The foreclosure situation in Utah is improving. That’s according to two new reports that show a decline in the state’s rate of problem loans.
Among states, Utah had the 17th-lowest percentage of loans in the foreclosure process, according to a report from CoreLogic on December 2011 data.
At that time, 1.7 percent of Utah homes with a mortgage were in the foreclosure inventory compared to 3.4 percent nationally. CoreLogic, a data and analytics company, defines foreclosure inventory as the stock of homes in the foreclosure process.
Compared to a year ago, Utah’s foreclosure inventory declined 0.7 percent. Nationwide, the decrease wasn’t as large, with foreclosure inventory down 0.2 percent.
“The inventory of foreclosed properties has begun to shrink, and the pace at which properties are entering foreclosure is slowing,” said Mark Fleming, chief economist with CoreLogic.

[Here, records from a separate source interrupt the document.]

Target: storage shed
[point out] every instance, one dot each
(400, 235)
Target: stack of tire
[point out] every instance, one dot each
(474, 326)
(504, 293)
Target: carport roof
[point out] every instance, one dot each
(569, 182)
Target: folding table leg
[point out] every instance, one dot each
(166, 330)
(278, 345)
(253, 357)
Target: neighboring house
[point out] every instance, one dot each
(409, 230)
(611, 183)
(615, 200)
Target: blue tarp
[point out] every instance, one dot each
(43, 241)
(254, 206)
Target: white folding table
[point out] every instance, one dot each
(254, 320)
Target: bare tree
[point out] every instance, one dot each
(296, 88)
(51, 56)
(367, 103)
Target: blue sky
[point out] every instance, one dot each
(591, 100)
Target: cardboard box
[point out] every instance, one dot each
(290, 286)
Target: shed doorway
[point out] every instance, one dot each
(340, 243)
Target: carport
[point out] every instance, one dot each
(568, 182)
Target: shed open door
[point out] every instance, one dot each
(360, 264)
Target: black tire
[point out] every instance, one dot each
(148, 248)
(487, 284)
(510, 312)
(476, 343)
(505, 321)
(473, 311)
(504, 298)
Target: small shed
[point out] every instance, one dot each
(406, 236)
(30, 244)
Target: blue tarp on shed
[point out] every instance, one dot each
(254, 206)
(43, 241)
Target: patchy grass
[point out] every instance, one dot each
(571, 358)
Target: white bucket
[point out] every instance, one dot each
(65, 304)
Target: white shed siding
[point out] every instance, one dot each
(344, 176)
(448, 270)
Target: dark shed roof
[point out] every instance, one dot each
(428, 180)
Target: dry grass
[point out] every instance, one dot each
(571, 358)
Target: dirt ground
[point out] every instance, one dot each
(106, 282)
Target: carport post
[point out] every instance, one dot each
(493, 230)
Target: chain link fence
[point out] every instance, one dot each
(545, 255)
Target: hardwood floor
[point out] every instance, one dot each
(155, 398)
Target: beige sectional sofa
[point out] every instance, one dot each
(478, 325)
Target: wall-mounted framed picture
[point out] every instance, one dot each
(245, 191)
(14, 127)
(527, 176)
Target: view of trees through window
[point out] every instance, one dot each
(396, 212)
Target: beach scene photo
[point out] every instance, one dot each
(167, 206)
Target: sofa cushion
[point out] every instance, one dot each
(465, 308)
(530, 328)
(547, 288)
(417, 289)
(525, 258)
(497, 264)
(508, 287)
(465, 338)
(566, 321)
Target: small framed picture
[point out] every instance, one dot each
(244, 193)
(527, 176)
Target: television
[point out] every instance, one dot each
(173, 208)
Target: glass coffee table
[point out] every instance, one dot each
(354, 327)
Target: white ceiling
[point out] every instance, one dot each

Utah’s share of seriously delinquent loans was also lower than the national rate. In December, 5 percent of Utah loans with a mortgage were more than 90 days late compared to 7.3 percent for the U.S.
The findings were similar to a separate report from LPS Applied Analytics. In that study, 2 percent of Utah loans were in foreclosure and 6.8 percent were seriously delinquent at the end of December. Again, the national rates were higher at 4.1 percent for foreclosures, 8.2 percent for delinquencies and 12.3 percent for total non-current loans.
At 8.8 percent, Utah had the 13th-lowest percentage of non-current loans compared to other states, according to LPS. Utah’s combined foreclosure and delinquency rate fell nearly 10 percent from the prior December. That rate peaked in February 2010 when 10.6 percent of Utah loans outstanding were not current.